One Life

One Life recensione film di James Hawes con Anthony Hopkins [Anteprima]

Un film con un buon impianto tecnico e interpretazioni all'altezza, ma che non riesce a trovare una propria identità: la recensione di One Life

One Life recensione film di James Hawes con Anthony Hopkins, Johnny Flynn, Jonathan Pryce e Helena Bonham Carter

Tratto da una storia vera.

Una scritta che vediamo in moltissimi film e non poteva mancare in One Life, che racconta la storia di Nicholas Winton, insignito del titolo di cavaliere per aver salvato 669 bambini ebrei dalle mire dei nazisti.

James Hawes, regista televisivo qui al suo esordio sul grande schermo, mette in scena la vicenda con mestiere, giocando sull’alternanza di due piani temporali: 1938, in cui vediamo il compimento dell’eroica impresa, e 1988, dove seguiamo un invecchiato Winton che vorrebbe conoscere il destino di coloro che ha salvato.

Il risultato non può non commuovere. Ma tale reazione è dovuta più a quella scritta di apertura che a effettivi meriti drammaturgici del film. La messa in scena, nel suo essere innegabilmente quadrata, rinuncia a qualsiasi tocco iperbolico o romanzato.

Se da un lato la scelta può apparire onorevole, in quanto evita di sottomettere la testimonianza storica al patetismo in cui possono scivolare i prodotti hollywoodiani di questo genere; dall’altro lato non permette all’opera di arrivare troppo a fondo nel cuore dello spettatore, che appunto sarà più toccato dalla veridicità dei fatti che dalla potenza delle immagini che scorrono sullo schermo.

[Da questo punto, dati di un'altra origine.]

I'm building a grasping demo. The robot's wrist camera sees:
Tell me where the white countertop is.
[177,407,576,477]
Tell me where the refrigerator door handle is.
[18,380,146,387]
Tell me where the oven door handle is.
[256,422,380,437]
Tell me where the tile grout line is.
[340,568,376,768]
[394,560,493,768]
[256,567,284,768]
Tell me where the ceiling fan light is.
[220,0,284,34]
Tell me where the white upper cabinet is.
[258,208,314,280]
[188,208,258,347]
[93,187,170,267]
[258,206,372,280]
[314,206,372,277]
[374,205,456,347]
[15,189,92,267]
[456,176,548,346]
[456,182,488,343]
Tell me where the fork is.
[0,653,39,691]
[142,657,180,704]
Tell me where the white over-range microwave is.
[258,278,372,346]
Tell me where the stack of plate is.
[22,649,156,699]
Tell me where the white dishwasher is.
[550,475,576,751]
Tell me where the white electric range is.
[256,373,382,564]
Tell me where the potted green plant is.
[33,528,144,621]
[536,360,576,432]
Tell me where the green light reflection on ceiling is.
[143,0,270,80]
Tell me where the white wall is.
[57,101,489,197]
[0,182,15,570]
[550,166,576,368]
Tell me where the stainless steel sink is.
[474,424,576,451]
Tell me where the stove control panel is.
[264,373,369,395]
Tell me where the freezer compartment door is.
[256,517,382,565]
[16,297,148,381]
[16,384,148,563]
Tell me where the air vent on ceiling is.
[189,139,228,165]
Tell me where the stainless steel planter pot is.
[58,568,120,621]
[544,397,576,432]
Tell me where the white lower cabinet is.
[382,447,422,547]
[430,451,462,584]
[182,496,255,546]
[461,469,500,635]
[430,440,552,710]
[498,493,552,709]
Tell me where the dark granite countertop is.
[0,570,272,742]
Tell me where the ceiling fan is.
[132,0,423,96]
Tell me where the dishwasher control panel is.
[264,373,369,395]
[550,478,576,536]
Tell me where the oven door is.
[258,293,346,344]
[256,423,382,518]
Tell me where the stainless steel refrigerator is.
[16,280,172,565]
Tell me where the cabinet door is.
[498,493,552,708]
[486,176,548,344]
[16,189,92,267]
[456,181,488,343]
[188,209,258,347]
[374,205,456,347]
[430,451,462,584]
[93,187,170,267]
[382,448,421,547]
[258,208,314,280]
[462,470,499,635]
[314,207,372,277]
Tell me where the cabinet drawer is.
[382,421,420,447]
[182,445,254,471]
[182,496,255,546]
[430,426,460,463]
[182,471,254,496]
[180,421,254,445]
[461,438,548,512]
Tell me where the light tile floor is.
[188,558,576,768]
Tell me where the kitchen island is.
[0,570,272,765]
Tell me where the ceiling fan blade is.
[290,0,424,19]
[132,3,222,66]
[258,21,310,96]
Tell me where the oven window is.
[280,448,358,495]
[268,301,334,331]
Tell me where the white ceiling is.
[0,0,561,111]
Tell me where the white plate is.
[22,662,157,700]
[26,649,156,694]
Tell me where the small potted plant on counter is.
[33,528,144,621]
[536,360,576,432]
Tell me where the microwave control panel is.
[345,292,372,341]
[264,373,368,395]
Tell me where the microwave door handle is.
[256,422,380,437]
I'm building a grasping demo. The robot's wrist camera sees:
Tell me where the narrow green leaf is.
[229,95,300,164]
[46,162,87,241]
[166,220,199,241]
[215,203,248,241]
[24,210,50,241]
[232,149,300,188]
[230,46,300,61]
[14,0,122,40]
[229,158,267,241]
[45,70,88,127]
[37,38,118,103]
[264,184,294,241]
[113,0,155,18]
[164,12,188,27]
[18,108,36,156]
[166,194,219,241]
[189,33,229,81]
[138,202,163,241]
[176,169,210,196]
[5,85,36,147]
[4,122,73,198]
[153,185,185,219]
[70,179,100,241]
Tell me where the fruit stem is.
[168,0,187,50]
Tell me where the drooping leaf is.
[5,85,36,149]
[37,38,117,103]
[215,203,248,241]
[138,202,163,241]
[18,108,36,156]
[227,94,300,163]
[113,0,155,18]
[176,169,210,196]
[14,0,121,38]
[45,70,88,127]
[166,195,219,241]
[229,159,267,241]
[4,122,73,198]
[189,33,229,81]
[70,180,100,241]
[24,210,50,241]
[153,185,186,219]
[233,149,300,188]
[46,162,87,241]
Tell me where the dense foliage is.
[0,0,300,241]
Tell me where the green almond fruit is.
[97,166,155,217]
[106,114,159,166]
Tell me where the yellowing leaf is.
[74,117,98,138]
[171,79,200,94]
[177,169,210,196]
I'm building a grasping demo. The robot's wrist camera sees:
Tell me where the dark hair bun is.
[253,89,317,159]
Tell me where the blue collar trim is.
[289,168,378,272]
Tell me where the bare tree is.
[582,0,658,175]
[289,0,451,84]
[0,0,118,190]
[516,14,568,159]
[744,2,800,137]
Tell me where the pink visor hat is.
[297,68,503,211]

L’alternanza temporale appare inoltre poco sfruttata e fondamentalmente fine a sè stessa. La parte del passato è indubbiamente più riuscita, grazie a un’ottima gestione del ritmo e della carica drammatica.

Un po’ meno riuscita la porzione del presente narrativo, sorretta principalmente dalla performance (ottima come sempre) di Anthony Hopkins (il doppiaggio di Carlo Valli riesce inoltre a compensare la mancanza del compianto Dario Penne).

Ma il salto da un’epoca all’altra avviene senza un vero costrutto, salvo ricordare allo spettatore che il film gioca su due linee temporali. Soprattutto non viene usato per parlare del tema del ricordo e della memoria, da sempre nucleo centrale della tematica della Shoah (non a caso il 27 gennaio è indicato proprio come “Giorno della Memoria”). Esso è appena accennato tramite il quaderno (contenente le foto dei bambini salvati) di Winton, che però nella cornice narrativa ha solo il ruolo di macguffin per giungere al climax finale.

Il rispetto quasi totale verso i fatti storici si rivela in definitiva un’arma a doppio taglio. Viene offerto solo un coinvolgimento superficiale senza cercare una propria forza espressiva ed evita di approfondire varie tematiche che vengono appena accennate e poi lasciate cadere nel dimenticatoio.

Nel medesimo periodo in cui Napoleon rinuncia alla fedeltà storica per costruire un proprio discorso tematico/estetico, One Life rinuncia a crearsi una propria identità per seguire la storia, col risultato che quella che gli slogan pubblicitari avevano presentato come “La straordinaria storia di un uomo ordinario” finisce per diventare “Una storia straordinaria rappresentata in modo ordinario”.

Il film è comunque adatto per la visione nel periodo natalizio, in cui i racconti di solidarietà umana risultano più che mai in tema.

Sintesi

One Life è un film con un buon impianto tecnico e interpretazioni all'altezza, ma che rimane troppo impegnato a riprodurre fedelmente la Storia per trovare una propria identità che lo distingua tra i tanti film dedicati al delicato tema della Shoah.